Oostindie quoted Jane Jacobs, the American-Canadian author of The Death and Life of Great American Cities, saying that she would critique those middle-class white professionals who host those open houses. Oostindie opposed the idea that planning cannot be done by the community. He acknowledged that there can be strategic delegations of authority and tasks, but he doesn’t think we should acquiesce our rights to our neighbourhoods and we should call out neoliberalism for what it is.

Oostindie emphasized that people have rights to the city and their neighbourhoods. He wants to equip people to participate meaningfully. He mentioned that platforms for education are extremely important including events like this because they play a part in that schooling process where we can share approaches and methodologies. 

Equipping people to participate as community planners is an exciting and rich tradition. For example, in Maplewood Flats, Oostindie has been doing a project to fund a 3 year school for adults to teach about native plants, but it’s really education curriculum about indigenous knowledge and settler denial about indigenous knowledge. His goal has been to train people to go out into their own neighbourhoods with this knowledge. He argued that we need more of these kinds of platforms. 

[1:01:20] I think what you’re describing is a different type of human participation in societal life. It’s beautiful but difficult. With neoliberalism and this shift to the government offloading social problems for the market to fix. This conversation about community plans and neighbourhoods—we’re not the only ones doing it. The bigger problem is neoliberalism but so what? We’re so entrenched in it. Society is so structured in it. In the news its always interest rates because we’re forced to look at that. We used to have a more welfare oriented way of approaching housing, but we don’t think about housing as a right anymore because it made more sense to certain governments to have an ownership society that was tied in with cuts in social services. You’ll sell your house to pay for stuff or reverse mortgage your home. We’re tied to neoliberalism even if we don’t like it.
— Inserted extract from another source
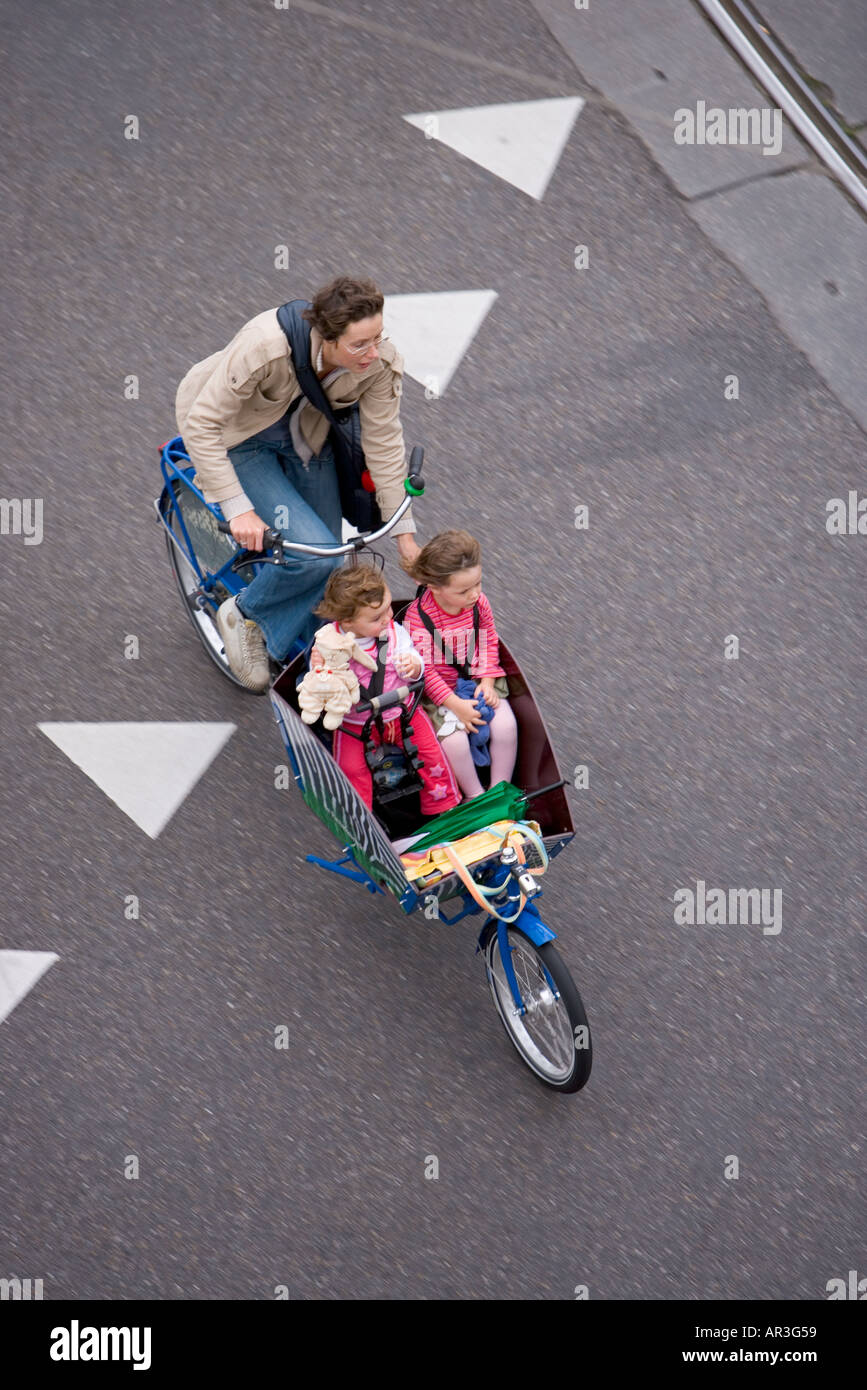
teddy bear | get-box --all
[297,623,377,728]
Oostindie called for imagination. He said that we need to imagine how we can partner with community centres to make community plans. He argued that we need to take these conversations to where people are; that too often these spaces are filled with people who look like him. We can go to planning events and lectures that cost $50 and have cocktails, but we don’t see working class people there. We only see the professional planning class. But if we think only technocrats can do planning, then we’re lost because we’re forfeited our rights to public spaces. Residents should be able to make these decisions. We may lose these fights, but imagination is critical. When he was at Roundhouse, they brought 10,000 Vancouver residents to the headlands to learn about Squamish culture. Those 10K people told two friends. There is work that small groups can do to change Vancouver.